ここまでがキャンプの通常メニューだったが、今年のキャンプはここからが違う。この日、偶然にも短期研修生1人と交換留学生1人が同時に誕生日を迎えるという情報を、国際交流担当タナベ君が事前に仕入れてきたからだ。「せっかくなので、サプライズでお祝いできないですかね?」というタナベ君の提案をきっかけに、2人でキャンプ前日に作戦を考えた。
スイカ割りの後は入浴タイム。汗をさっぱり流した後は、大部屋に全員で集まり、キャンプの定番③怪談と肝試し。部屋の電気を消して、不肖私コバヤシが宮崎にまつわる怪談を披露。もちろん、アゴの下には懐中電灯。全員に涼しくなってもらったところで、肝試しのクジ引き。実はこのクジ引き用の箱は学生係ヒライさんのお手製で、何やら怖ろしげな幽霊の絵が貼り付けてある。そして箱の中には、誕生日の2人とタナベ君、そしてドッキリの協力者である短期研修生の徐君とパートナーの山口さんのクジだけを入れておいた。偶然を装って選出された誕生日の2人は、異国の幽霊が潜む山中を冒険しなければならない恐怖で心底憂鬱な表情。
肝試し隊の5人を送り出したところで、残りのメンバーに誕生日サプライズの趣旨を説明。中国人も日本人も韓国人も、全員が「いいね!やろう!」と快諾してくれた。こっそり買っておいたバースデーケーキを大部屋に持ち込み、蝋燭をさしてライターで火を灯し、5人の帰りを待つ。暗闇の中ゆらゆら揺らめく蝋燭の明かりは、怪談の雰囲気さながら。そして、5人が肝試しから帰ってきて大部屋の戸を開けた時、「誕生日!」「おめでとーう!!!!!」の祝福。誕生日の2人がポカンとする中、全員でHappy Birthdayを合唱。無事サプライズは成功したのでした。
その後、バスの中で練習したというスピッツ『チェリー』を全員で歌って、午後11時にこの日のプログラムは全て終了。

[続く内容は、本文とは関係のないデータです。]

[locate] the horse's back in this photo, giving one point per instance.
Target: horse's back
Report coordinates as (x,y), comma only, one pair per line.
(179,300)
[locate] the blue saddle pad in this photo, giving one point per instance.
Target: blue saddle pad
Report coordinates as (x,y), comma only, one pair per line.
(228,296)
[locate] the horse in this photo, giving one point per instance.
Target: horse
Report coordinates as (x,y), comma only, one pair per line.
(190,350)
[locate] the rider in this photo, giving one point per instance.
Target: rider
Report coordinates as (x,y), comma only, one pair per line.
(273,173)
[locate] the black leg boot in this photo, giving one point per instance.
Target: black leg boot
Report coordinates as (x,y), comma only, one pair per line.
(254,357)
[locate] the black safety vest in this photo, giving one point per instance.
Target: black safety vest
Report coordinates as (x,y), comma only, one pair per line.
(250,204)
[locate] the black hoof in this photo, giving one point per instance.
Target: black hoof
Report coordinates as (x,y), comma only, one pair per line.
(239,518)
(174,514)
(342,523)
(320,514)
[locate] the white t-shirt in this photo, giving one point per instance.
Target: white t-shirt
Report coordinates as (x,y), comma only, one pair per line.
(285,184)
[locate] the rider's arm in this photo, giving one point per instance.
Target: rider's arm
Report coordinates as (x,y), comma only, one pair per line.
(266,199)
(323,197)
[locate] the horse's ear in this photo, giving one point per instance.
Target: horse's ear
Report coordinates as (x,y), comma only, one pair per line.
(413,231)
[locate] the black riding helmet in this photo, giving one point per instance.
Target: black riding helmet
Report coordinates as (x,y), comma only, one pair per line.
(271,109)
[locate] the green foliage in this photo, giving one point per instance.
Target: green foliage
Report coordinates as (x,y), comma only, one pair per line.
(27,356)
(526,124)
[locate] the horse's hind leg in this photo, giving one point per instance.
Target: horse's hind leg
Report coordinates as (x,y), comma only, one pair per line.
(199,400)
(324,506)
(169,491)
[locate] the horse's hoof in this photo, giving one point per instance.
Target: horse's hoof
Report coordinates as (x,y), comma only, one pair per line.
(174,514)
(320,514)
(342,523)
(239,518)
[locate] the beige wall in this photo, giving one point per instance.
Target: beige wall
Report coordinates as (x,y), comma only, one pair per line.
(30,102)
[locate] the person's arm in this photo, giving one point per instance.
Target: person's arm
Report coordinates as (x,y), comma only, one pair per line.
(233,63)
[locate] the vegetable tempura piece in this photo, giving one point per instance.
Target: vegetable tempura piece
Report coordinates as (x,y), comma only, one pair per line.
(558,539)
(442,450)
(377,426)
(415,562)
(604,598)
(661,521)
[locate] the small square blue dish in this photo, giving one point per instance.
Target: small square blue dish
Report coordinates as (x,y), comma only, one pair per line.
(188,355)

しかし、エネルギーの塊である若者たちがすんなり寝つけるはずもなく、留学生が知っている日本のJ-POPを皆で歌ったり、互いの国の文化を語り合ったりしながら、終わらない夜がいつまでも続くのだった・・・
以上、学務課コバヤシが慣れないノスタルジック口調でキャンプの模様をお送りしました。『チェリー』の歌詞の「ささやかな喜びを つぶれるほど抱きしめて」という一節が、とてもしっくりくる一夜でした。